16. The learned advocate for the respondent referred us to the decision reported in Metro Motion v. F. F. Commissioner. In that case an employer had a shop where motor cars were sold : attached thereto was a service station where repairs and servicing were done to automobiles. Almost half a mile away from those premises there was a work-shop owned by the employer, where bodies for trucks and buses were made. A question arose whether the premises would constitute a factory so as to make the employer liable under the Employees' Provident Funds Act. It was held that the main shop, in which motor cars were sold, was not part of the premises. The two premises in that case were distinct, and there was no connection between the body-building undertaken in the workshop and the sale of the cars in the main shop. It was held that both together did not constitute a factory.
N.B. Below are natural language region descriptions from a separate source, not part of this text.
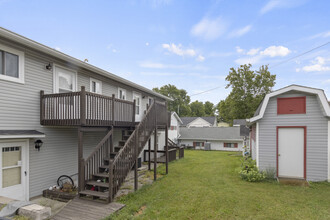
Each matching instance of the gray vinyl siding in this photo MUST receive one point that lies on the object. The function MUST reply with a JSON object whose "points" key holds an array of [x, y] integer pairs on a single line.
{"points": [[19, 110], [317, 136]]}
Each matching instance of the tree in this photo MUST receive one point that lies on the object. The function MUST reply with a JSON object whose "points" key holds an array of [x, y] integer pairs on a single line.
{"points": [[248, 89], [209, 108], [197, 109], [181, 100]]}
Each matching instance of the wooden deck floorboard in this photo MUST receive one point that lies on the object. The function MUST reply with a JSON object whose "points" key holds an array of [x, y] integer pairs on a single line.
{"points": [[84, 210]]}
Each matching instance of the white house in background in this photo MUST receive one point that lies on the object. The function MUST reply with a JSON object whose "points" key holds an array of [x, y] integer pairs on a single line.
{"points": [[290, 132], [210, 121], [220, 138], [174, 129]]}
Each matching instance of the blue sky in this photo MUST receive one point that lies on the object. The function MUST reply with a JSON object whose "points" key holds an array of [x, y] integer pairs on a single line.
{"points": [[191, 44]]}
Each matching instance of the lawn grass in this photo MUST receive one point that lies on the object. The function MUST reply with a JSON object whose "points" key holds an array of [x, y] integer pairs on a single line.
{"points": [[206, 185]]}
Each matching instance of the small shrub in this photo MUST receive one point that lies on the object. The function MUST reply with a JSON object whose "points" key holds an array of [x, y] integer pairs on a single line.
{"points": [[250, 172]]}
17. In our opinion the scope of the statutory definition of the term 'Factory' and the application of the Act cannot be decided on the basis of what the employer, either for the sake of efficiency or convenience of management, does, e.g., by dividing the factory into various departments. The essential requisites of a factory under the Act are (1) a premises, geographical area within a certain boundary (2) in a part of which at least manufacturing process should be carried on with the aid of power and (3) twenty or more persons should be working in the premises. It is not necessary that all the twenty persons should be working in the same section or department. So long as the efforts of all the departments are coordinated to achieve the main object of the factory, that is, the manufacture, the decision whether a particular place is a factory or not would depend largely on the question, whether these activities are carried on within the premises of the factory. The premises need not be a single building; a number of buildings within a single compound might constitute a factory. In the present case all the buildings in which the various departments are housed lie within (the same compound. P.W. 1 stated:
All the buildings comprising the studio comprise a composite whole, because they are all situated within one compound wall and they are inter-connected.
That he added
I am not able to say now which department building is inter-connected with which other department building
did not make the earlier statement any the less acceptable, especially when no real attempt was made to deny the truth of what P.W. 1 claimed when R.W. 1(Rajagopalan) was examined on behalf the respondent. It should thus be clear that it is only as a result of the coordinated efforts of all the departments that the raw films -could be converted into finished cine films. In such a case all the departments should be taken as a unit for the purpose of ascertaining whether the premises of the studios will be a factory under the Act. Judged by this test, the Pakshiraja Studio could be a factory, and the provisions of the Employees' State Insurance Act would apply to it and the respondent would be liable to pay the contribution and special contribution. We agree, therefore, with the view taken by the Employees' Insurance Court, and allow the appeal. There will be no order as to costs throughout.